Past Memories of Similar But Different Times
In the late 1980s and early 1990s, house staff were faced with similar, albeit slightly different, circumstances. The HIV/AIDs epidemic was wreaking havoc amongst the population, namely in the densely populated urban centers. Hearing some attendings talk about their time as residents during that experience echoes much of what I was feeling at the start of this pandemic. Words like “fear,” “overwhelmed,” and “helpless,” were used. Whenever there is a widely communicable, invisible, incurable disease process that very little is known about, that barrier of intellectualization is no longer a defense mechanism. What if I get sick? My parents? My loved ones? My co-residents? Where is the textbook chapter on how to manage COVID? Why isn’t there an algorithm for how to treat it? A stockpile of potent antiviral agents? Despite all we do based on the little anecdotal evidence we have, the feelings of helplessness deepens.
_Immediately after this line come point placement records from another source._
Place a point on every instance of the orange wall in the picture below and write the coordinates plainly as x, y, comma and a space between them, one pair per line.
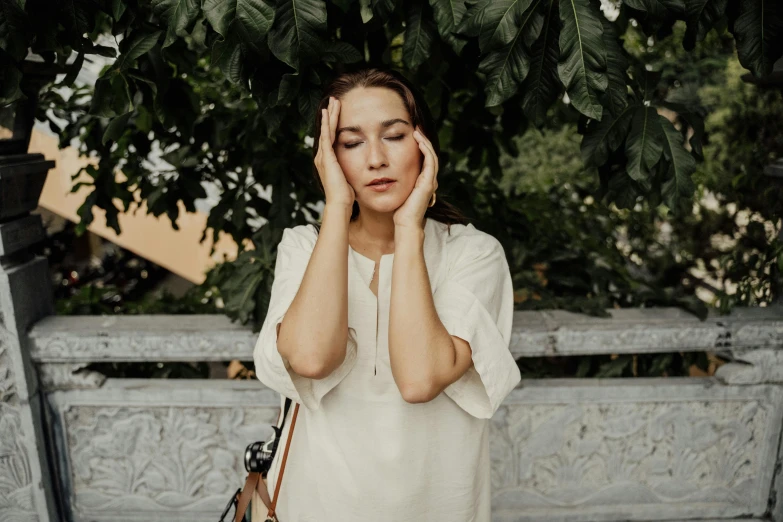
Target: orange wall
147, 236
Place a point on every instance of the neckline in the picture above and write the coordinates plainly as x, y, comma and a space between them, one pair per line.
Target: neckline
362, 256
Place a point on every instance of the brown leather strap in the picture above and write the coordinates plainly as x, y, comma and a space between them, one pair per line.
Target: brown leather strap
285, 457
244, 498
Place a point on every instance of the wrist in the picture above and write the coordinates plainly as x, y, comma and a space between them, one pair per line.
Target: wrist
338, 209
408, 233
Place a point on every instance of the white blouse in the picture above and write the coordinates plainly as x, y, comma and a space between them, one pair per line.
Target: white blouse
360, 452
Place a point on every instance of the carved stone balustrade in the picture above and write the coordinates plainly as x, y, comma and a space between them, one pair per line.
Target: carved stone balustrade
562, 449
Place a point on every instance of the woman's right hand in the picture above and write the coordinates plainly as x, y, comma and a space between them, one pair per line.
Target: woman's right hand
336, 187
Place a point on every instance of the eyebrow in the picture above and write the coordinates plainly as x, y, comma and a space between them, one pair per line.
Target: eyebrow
356, 128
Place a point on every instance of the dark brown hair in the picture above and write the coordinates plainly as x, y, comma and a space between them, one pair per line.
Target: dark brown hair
418, 111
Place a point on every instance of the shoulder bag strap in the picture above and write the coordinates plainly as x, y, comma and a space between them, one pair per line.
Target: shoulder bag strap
254, 481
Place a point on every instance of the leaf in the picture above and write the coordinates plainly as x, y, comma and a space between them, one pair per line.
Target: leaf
220, 14
294, 35
227, 55
9, 81
73, 71
341, 52
448, 14
582, 67
420, 33
605, 136
759, 33
473, 19
644, 144
682, 165
542, 85
616, 94
13, 28
657, 8
138, 44
178, 15
255, 18
116, 128
701, 15
117, 9
507, 67
289, 88
307, 103
111, 96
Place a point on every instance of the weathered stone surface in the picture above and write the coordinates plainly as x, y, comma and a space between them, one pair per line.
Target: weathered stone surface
155, 450
16, 479
25, 481
664, 450
215, 337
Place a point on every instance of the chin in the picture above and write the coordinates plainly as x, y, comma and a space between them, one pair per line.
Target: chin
383, 205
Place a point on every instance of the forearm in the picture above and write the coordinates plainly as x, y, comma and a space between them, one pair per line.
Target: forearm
420, 347
314, 332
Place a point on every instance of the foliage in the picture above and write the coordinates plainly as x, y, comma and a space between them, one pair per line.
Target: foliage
224, 92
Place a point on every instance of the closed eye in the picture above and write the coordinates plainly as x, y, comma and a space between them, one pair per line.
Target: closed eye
352, 145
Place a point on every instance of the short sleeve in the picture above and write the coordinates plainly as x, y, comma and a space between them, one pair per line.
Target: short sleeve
475, 302
272, 369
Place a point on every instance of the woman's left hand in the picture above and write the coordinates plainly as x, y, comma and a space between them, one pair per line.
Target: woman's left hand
411, 213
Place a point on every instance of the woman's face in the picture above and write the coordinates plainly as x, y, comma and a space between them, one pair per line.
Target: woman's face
374, 139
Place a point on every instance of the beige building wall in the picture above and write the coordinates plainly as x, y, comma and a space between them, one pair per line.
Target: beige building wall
147, 236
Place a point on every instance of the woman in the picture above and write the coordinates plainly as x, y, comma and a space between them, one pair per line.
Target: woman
390, 325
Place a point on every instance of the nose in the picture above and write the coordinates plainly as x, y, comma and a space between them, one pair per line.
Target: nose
377, 155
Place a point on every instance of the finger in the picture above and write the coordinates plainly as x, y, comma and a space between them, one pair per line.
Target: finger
335, 116
427, 167
423, 140
324, 129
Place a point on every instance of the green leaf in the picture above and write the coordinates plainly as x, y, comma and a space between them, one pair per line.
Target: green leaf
111, 96
448, 14
289, 88
500, 23
13, 28
682, 165
420, 34
10, 79
307, 103
507, 67
616, 94
473, 19
116, 128
341, 52
644, 144
136, 46
255, 18
73, 71
178, 15
227, 55
582, 67
294, 35
76, 16
657, 8
542, 85
220, 14
117, 9
759, 34
605, 136
702, 15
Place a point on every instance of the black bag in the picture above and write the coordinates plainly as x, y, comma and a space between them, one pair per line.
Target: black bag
258, 460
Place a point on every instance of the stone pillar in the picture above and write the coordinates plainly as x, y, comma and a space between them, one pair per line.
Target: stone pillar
26, 484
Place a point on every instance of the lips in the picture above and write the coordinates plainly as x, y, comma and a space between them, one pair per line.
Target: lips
380, 181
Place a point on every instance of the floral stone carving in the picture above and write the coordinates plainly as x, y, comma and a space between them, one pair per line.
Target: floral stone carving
184, 459
16, 481
580, 458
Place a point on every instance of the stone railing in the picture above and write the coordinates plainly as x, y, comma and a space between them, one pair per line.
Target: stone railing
562, 449
75, 446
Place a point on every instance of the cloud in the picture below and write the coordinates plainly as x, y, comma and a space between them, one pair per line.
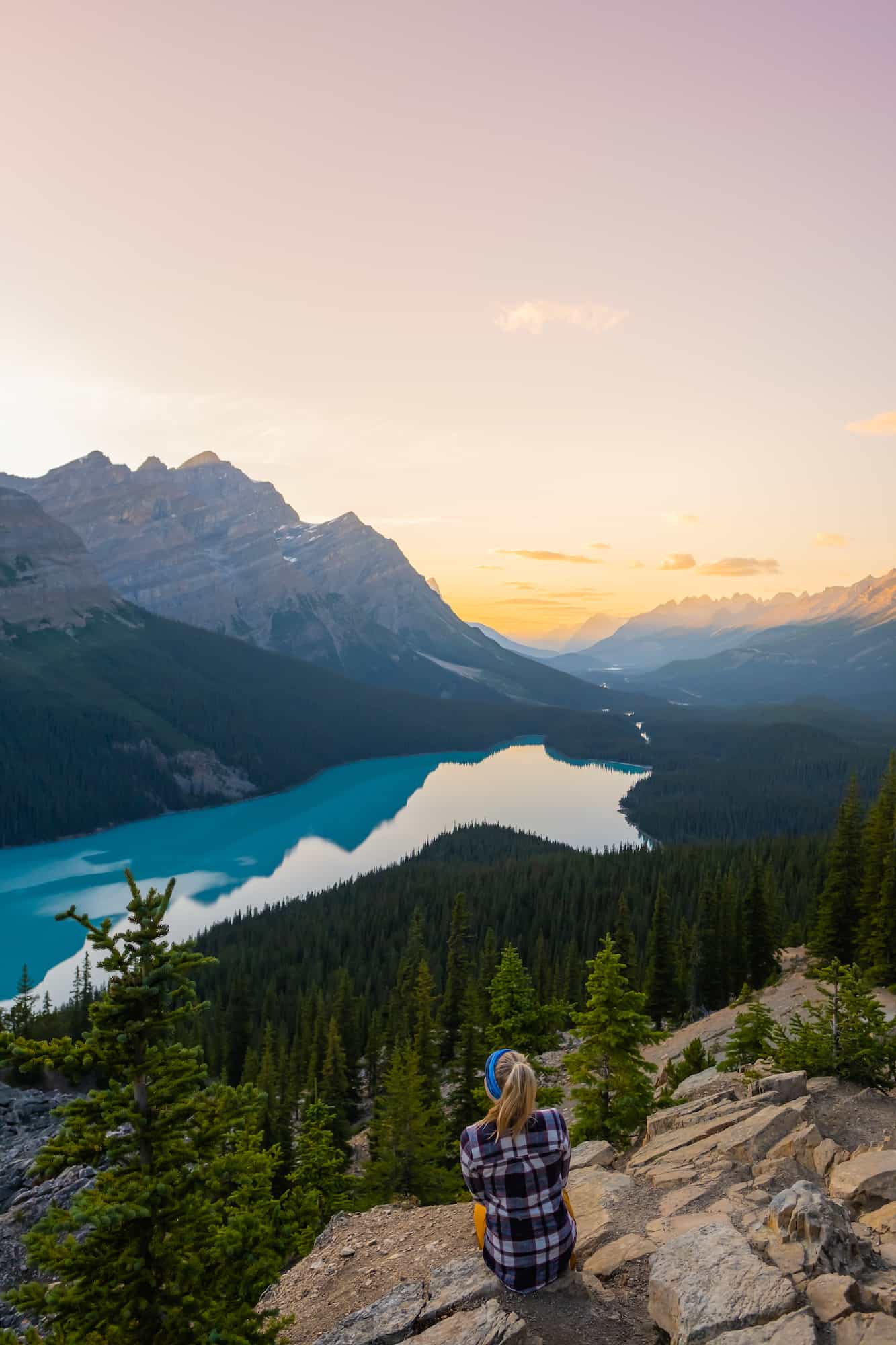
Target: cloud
538, 602
556, 556
534, 315
883, 424
830, 540
678, 562
584, 594
682, 518
739, 566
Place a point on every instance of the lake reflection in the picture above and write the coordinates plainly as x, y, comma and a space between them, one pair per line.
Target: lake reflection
346, 821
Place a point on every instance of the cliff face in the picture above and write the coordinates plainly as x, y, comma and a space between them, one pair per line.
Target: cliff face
48, 580
206, 545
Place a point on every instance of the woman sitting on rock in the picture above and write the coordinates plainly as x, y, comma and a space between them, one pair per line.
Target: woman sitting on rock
516, 1163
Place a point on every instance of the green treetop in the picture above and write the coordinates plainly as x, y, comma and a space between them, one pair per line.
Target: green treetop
615, 1087
181, 1231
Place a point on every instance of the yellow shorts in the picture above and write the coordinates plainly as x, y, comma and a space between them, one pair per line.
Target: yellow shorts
479, 1225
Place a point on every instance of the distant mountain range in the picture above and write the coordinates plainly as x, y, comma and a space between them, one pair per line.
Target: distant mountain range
206, 545
840, 644
111, 714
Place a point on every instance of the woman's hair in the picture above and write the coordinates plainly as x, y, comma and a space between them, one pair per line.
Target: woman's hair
518, 1089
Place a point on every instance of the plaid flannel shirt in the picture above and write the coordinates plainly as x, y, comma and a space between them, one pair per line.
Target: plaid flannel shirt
520, 1180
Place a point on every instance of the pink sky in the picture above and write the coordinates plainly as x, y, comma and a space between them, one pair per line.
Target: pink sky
507, 278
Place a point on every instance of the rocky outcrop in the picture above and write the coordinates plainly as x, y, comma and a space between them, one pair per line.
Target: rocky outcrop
866, 1180
48, 580
709, 1281
26, 1124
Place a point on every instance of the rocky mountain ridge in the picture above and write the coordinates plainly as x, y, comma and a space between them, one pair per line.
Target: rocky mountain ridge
48, 580
700, 627
206, 545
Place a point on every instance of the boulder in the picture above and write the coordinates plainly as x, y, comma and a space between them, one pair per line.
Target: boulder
594, 1153
460, 1284
594, 1194
710, 1281
608, 1258
751, 1140
779, 1089
865, 1180
392, 1319
670, 1118
705, 1083
883, 1221
794, 1330
803, 1217
486, 1325
799, 1145
831, 1297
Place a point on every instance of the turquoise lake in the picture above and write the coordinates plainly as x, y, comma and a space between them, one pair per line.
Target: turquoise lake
343, 822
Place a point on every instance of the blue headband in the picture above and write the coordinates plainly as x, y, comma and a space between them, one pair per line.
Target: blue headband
493, 1087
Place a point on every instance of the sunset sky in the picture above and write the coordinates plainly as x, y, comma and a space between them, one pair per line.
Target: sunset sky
588, 306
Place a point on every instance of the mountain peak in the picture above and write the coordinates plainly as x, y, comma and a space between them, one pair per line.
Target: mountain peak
206, 459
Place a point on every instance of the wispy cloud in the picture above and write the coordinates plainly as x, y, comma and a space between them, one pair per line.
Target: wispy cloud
682, 518
678, 562
739, 566
556, 556
883, 424
830, 540
533, 315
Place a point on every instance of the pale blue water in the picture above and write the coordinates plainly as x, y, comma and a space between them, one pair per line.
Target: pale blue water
343, 822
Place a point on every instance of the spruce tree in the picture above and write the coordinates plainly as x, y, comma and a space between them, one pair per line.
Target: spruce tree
661, 989
408, 1139
751, 1039
615, 1089
877, 847
22, 1012
845, 1034
334, 1083
836, 934
624, 941
319, 1183
181, 1231
517, 1019
759, 931
456, 978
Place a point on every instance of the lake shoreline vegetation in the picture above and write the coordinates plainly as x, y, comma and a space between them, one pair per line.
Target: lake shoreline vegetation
377, 1005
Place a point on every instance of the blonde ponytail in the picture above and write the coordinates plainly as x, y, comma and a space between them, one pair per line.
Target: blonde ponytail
518, 1089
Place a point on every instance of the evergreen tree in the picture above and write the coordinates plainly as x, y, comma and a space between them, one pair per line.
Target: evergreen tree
22, 1012
877, 848
424, 1042
661, 989
709, 983
836, 931
456, 978
517, 1019
408, 1139
846, 1034
181, 1231
319, 1182
751, 1039
760, 933
466, 1100
334, 1083
615, 1089
624, 942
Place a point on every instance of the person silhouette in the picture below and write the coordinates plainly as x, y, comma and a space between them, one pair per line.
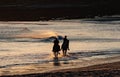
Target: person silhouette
56, 47
65, 45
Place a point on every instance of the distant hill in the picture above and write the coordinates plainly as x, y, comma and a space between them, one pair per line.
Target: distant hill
56, 9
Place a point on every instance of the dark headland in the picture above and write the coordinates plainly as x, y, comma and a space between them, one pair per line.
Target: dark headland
56, 9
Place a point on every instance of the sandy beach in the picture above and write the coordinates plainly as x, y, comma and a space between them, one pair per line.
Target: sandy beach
101, 70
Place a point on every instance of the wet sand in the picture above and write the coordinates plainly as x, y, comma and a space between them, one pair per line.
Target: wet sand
101, 70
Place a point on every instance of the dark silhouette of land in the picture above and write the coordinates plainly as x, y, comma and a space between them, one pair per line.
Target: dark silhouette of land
56, 9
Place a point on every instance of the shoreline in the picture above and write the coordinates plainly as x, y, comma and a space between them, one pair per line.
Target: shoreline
100, 70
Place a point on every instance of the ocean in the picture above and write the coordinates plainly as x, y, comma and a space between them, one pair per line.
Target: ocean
31, 42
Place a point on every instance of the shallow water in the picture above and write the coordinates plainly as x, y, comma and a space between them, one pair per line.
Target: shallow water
30, 42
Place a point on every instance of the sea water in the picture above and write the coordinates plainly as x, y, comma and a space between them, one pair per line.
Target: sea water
31, 42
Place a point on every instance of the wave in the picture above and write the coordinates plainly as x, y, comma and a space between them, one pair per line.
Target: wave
27, 35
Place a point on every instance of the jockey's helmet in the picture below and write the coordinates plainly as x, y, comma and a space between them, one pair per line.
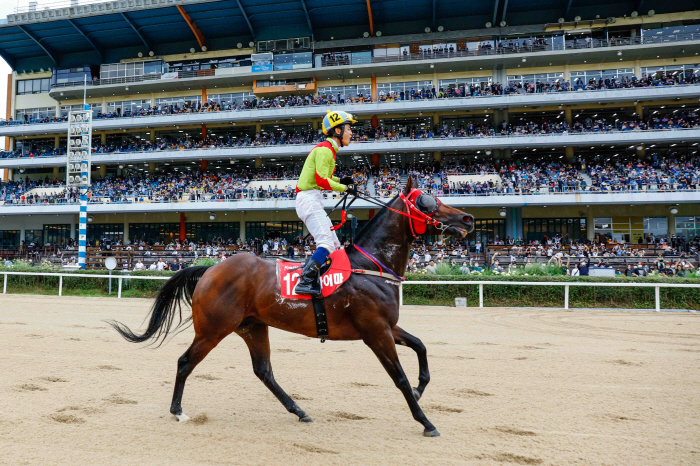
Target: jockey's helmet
335, 118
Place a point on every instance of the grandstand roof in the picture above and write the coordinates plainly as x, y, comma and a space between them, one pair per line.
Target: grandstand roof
108, 32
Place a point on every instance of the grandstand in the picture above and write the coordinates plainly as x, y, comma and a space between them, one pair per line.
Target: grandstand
558, 119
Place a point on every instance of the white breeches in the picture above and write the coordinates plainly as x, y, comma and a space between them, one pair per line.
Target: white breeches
310, 210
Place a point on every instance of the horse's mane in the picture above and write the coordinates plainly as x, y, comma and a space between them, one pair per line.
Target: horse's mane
369, 226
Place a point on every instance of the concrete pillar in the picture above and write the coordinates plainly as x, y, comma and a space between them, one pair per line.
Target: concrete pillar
671, 224
637, 69
569, 154
126, 233
242, 227
514, 222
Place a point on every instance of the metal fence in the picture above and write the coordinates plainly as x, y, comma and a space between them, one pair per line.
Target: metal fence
657, 287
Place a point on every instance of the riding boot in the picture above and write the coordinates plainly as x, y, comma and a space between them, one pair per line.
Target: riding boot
309, 282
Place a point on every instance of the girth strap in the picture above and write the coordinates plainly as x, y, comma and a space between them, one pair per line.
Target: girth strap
321, 319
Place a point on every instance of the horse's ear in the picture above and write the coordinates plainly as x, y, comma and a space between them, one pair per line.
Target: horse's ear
409, 186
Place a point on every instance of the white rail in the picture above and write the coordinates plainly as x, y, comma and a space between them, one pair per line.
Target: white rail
566, 285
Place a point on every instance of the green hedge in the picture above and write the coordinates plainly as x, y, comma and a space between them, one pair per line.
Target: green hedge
551, 296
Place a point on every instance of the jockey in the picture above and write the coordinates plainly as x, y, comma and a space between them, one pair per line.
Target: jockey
317, 175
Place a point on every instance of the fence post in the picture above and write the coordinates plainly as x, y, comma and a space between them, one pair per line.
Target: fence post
657, 296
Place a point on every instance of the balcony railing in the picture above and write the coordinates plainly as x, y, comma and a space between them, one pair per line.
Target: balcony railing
519, 49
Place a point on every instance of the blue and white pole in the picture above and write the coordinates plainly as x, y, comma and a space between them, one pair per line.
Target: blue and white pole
82, 232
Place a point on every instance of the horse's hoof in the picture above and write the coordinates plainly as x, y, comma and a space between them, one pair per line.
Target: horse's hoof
416, 394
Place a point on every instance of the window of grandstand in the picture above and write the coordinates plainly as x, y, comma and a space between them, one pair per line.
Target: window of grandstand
32, 114
548, 78
96, 108
228, 99
293, 61
127, 106
407, 88
98, 231
56, 235
299, 43
152, 232
535, 229
597, 75
71, 76
9, 239
179, 101
265, 230
688, 227
130, 69
347, 92
661, 71
482, 82
33, 86
208, 231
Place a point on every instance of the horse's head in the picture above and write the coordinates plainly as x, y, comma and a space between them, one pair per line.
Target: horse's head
429, 216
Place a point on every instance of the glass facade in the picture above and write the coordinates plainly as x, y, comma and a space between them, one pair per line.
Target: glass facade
539, 229
207, 231
688, 227
152, 232
33, 86
56, 235
9, 239
99, 231
265, 230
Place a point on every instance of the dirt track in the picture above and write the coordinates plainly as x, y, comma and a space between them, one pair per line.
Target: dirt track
508, 386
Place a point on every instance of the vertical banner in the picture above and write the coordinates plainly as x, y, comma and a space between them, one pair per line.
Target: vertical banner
78, 168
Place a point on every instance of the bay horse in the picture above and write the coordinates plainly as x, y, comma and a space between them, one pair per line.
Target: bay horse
242, 295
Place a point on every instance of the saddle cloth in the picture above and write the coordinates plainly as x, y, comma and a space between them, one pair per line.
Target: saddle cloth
332, 276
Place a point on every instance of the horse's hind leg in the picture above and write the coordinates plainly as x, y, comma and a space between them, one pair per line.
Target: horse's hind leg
402, 337
256, 337
383, 345
197, 351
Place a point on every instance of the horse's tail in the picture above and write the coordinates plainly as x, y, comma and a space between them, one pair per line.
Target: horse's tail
168, 303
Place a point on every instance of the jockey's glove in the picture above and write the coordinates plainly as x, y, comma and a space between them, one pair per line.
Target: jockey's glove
351, 189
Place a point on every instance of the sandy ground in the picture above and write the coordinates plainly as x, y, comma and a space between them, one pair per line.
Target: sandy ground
519, 386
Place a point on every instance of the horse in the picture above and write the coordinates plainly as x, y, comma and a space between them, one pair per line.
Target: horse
242, 295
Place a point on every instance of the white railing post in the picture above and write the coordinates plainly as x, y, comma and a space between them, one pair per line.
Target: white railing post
657, 296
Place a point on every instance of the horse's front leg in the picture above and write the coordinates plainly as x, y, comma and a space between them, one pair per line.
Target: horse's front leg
382, 343
402, 337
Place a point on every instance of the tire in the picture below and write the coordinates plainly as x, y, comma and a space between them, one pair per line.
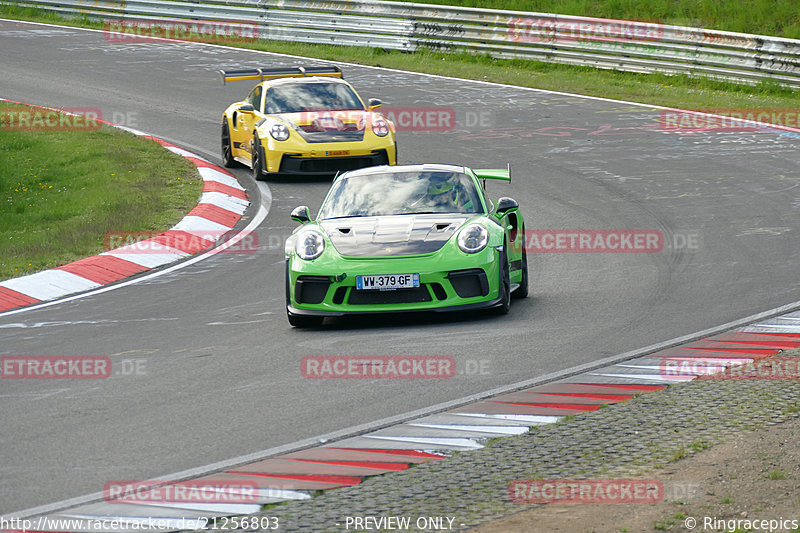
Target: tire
505, 285
226, 147
257, 163
522, 290
302, 321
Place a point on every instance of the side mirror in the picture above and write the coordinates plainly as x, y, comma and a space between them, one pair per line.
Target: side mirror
506, 204
300, 214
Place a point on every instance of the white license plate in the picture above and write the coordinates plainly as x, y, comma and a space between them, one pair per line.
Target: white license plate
387, 282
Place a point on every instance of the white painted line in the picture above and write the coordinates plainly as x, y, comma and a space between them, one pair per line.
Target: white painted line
447, 442
185, 153
668, 368
534, 419
647, 377
192, 223
49, 284
222, 508
283, 494
784, 328
145, 247
505, 430
229, 203
211, 174
139, 522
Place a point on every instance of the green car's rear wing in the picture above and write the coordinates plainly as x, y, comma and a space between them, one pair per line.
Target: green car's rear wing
285, 72
503, 174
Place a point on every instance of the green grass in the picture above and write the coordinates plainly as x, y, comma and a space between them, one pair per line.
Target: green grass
61, 192
658, 89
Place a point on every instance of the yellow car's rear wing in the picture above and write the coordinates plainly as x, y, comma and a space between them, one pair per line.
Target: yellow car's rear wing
284, 72
503, 174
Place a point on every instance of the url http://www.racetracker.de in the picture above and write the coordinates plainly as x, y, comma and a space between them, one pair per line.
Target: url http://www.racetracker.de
44, 523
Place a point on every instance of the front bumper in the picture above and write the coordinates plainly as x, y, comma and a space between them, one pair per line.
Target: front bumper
295, 157
312, 293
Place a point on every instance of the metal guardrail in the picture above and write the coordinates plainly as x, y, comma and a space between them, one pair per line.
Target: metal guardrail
603, 43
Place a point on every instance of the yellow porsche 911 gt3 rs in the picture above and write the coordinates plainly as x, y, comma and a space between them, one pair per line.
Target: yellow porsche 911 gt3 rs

Positivity During Dark Times
Yet, despite these dark times and narrow scope of illness we are seeing, medical training during coronavirus has its positives. For one, much of what I felt post 9/11 and what I imagined was felt by the American youth in the 1940s, was a deep-seeded urge to help. As medical residents, we are in a unique position to stand up and answer that call, to actually- potentially- directly help during this horrific time. Also, on a personal note, as I am only a short two months away from graduating from internal medicine residency, this pandemic has reinvigorated me as to why I became a doctor in the first place: to help those in need. The burnout has been rising in me and the finish line of residency could not have come soon enough, and then the world imploded. But it gave me the potent reminder of why I have worked so hard and sacrificed so much to acquire and hone this medical skillset. Now, more than ever, I am proud to be a medical resident.